Models can take any number of input (including 0) :term:`Collated Output Data`
files. See :ref:`plugins/proc/collate` for why you cannot in general use
:term:`Processed Output Data` files as model inputs. SIERRA does not enforce
this, so it is left to researchers to follow best practices in this case.

All models, when enabled/active, execute during stage 3.

.. _plugins/proc/modelrunner/ordering:

Ordering Considerations
=======================

Should come after ``proc.statistics`` and/or ``proc.collate`` if the models use
that data.

Usage
=====

This plugin can be selected by adding ``proc.modelrunner`` to the list passed to
:ref:`--proc<src/reference/cli:sierra---proc>`. When active, this plugin will create
``<batchroot>/models``, and data generated by all executed models stage 3 will
accrue under this root directory. Each :term:`Experiment` will get their own
directory in this root for their models. E.g.::

  |-- <batchroot>
      |-- models
          |-- c1-exp0
          |-- c1-exp1
          |-- c1-exp2
          |-- c1-exp3
          |-- inter-exp/

Inter-experiment models data will appear in ``inter-exp/``.

This plugin has the following plugin requirements:

- :ref:`plugins/proc/collate`. If your model takes :term:`Experimental Run`
  outputs as its inputs, then those outputs must be collated before passing to
  your model to generate statistically valid measures of fit.

- :ref:`plugins/prod/graphs`. This plugin currently is only works with the
  ``prod.graphs`` plugin; that is, the results of running models can only appear
  on graphs generated using that plugin.

There are multiple "gates" which a model must pass to be run, to allow for
maximum flexibility in many different use cases:

#. A model must to be contained in a ``.py`` file which conforms to one of the
   :ref:`plugin schemas <tutorials/plugins/devguide/schemas>`.

#. The model's enclosing directory has to be on :envvar:`SIERRA_PLUGIN_PATH`.

#. The path of the model, specified relative to the ``__init___.py`` in it's
   package directory, must be returned by ``sierra_models()``, as described in
   the plugin schema. For example, if you have the following::

     |-- <project root>
         |-- models
             |-- __init__.py
             |-- mymodel.py

   And you have a intra-experiment model class ``MyAwesomeModel`` in
   ``mymodel.py``, then ``sierra_models()`` must return
   ``mymodel.MyAwesomeModel``.

#. The model is enabled in ``<project root>/config/models.yaml``, as described
   below.

#. The ``proc.modelrunner`` plugin is active when stage 3 is executed.

#. The appropriate ``should_run()`` callback in the relevant model interaface
   returns ``True``. This final gate is to allow additional selection of model
   execution based on current :term:`Batch Criteria`, so projects can define and
   leave models enabled which are only valid for certain types of experiments.

Cmdline Interface
-----------------

None for the moment.

Configuration
-------------

This plugin is mostly configured via a ``models.yaml`` within the
:term:`Project` config root.

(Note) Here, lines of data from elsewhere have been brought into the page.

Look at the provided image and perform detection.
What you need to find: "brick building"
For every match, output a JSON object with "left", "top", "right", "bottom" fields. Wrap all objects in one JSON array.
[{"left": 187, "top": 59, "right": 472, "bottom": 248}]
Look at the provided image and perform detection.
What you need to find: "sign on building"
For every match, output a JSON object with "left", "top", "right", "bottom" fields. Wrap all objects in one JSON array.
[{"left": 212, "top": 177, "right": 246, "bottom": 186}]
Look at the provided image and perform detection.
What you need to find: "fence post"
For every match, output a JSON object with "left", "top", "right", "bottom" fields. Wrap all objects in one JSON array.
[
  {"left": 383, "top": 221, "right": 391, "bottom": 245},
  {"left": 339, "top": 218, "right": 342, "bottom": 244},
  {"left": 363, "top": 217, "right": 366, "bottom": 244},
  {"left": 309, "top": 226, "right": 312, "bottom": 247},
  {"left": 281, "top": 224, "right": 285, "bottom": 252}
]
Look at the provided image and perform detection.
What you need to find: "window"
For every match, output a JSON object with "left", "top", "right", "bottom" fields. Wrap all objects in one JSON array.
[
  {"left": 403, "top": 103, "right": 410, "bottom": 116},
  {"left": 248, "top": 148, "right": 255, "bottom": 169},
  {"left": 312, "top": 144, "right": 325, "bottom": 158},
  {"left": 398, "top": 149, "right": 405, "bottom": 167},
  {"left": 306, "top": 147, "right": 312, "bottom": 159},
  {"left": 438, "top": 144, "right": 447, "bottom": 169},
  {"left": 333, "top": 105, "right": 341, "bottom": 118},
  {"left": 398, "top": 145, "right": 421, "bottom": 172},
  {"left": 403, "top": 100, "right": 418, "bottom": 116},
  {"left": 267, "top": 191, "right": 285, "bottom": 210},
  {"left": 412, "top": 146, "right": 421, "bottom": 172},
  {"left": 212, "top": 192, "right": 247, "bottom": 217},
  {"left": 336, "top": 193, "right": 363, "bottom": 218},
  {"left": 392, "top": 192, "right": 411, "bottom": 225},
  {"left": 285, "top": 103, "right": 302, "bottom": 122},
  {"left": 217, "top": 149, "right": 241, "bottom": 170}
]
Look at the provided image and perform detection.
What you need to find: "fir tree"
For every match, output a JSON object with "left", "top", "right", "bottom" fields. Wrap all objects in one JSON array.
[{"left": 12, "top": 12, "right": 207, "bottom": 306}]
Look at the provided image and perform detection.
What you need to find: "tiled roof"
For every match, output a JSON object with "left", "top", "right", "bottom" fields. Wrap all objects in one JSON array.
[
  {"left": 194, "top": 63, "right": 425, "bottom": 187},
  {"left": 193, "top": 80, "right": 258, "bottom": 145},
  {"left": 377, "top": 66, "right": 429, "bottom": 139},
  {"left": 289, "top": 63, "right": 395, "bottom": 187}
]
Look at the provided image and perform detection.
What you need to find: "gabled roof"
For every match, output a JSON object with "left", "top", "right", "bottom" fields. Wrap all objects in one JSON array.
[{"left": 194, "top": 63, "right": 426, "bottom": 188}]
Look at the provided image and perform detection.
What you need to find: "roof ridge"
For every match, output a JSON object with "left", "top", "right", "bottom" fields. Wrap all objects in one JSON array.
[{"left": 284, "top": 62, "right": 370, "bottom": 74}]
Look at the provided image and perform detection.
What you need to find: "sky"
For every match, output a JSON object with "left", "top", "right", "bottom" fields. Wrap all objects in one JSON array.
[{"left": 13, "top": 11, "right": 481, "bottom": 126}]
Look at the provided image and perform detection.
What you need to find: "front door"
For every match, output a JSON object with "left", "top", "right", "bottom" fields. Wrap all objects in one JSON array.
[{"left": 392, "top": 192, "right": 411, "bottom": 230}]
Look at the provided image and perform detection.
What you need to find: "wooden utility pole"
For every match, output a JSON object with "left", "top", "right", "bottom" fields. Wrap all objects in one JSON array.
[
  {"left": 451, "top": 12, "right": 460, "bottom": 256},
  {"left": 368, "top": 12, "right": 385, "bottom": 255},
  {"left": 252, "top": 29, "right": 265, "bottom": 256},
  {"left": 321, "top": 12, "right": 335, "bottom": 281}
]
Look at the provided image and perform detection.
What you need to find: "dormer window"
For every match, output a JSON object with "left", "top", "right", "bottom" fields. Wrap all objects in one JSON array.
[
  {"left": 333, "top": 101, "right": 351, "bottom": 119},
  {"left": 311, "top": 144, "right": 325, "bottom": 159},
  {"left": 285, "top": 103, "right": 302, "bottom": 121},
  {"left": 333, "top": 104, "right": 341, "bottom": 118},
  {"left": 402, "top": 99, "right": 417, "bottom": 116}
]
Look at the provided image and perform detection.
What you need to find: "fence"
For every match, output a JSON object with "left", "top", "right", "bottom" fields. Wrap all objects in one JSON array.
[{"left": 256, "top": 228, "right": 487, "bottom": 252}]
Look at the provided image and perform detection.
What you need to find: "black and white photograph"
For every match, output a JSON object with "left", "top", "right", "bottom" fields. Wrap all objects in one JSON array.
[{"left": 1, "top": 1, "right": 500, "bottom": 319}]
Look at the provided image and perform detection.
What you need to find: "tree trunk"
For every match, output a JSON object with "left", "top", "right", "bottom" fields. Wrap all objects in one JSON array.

The file is structured as follows, with all fields
required unless otherwise specified.

.. code-block:: YAML

    intra-exp:
       # The name of the model, specified as a python path relative to the
       # directory container the __init__.py. Must be unique among all active
       # models, or data will be overwritten.
       - name: model1
         # The file stems/names of the graphs which this model should appear
         # on. Must match the 'src_stem' field of the corresponding stacked_line
         # graph to trigger inclusion.
         targets:
           - mygraph1
           - another-graph
         # The names of the plotted model predictions. Optional. Defaults to
         # "Model Prediction" for all generated dataframes if omitted.
         legend:
           - foobar
         # All other fields are interpreted as per-model parameters.
         param1: 4
         param2: 18

     inter-exp:
       # The name of the model, specified as a python path relative to the
       # directory container the __init__.py.
       - name: nested.model2
         # The file stems/names of the graphs which this model should appear on.
         # Must match the 'dest_stem' field of the corresponding summary_line
         # graph to trigger inclusion.
         targets:
           - mygraph1
           - another-graph
         # The name of the plotted model predictions. Optional. Defaults to
         # "Model Prediction" for all generated dataframes if omitted.
         legend:
           - foobar
         # All other fields are interpreted as per-model parameters.
         param1: fizz
         param2:
           - buzz
           - frobnicate

Intra-experiment models and inter-experiment models are configured in their
corresponding sections as shown.  The names of the models in ``models.yaml``
must exactly match names in the ``sierra_models()`` list (see below).  Each
model specified in ``models.yaml`` can take any number of parameters of any type
specified as extra fields in the YAML file as shown above; they will be parsed
and passed to the model constructor as part of ``config``. For example, for
``nested.model2``, a dictionary containing ``{"param1": "fizz", "param2":
["buzz", "frobnicate"]}`` would be passed.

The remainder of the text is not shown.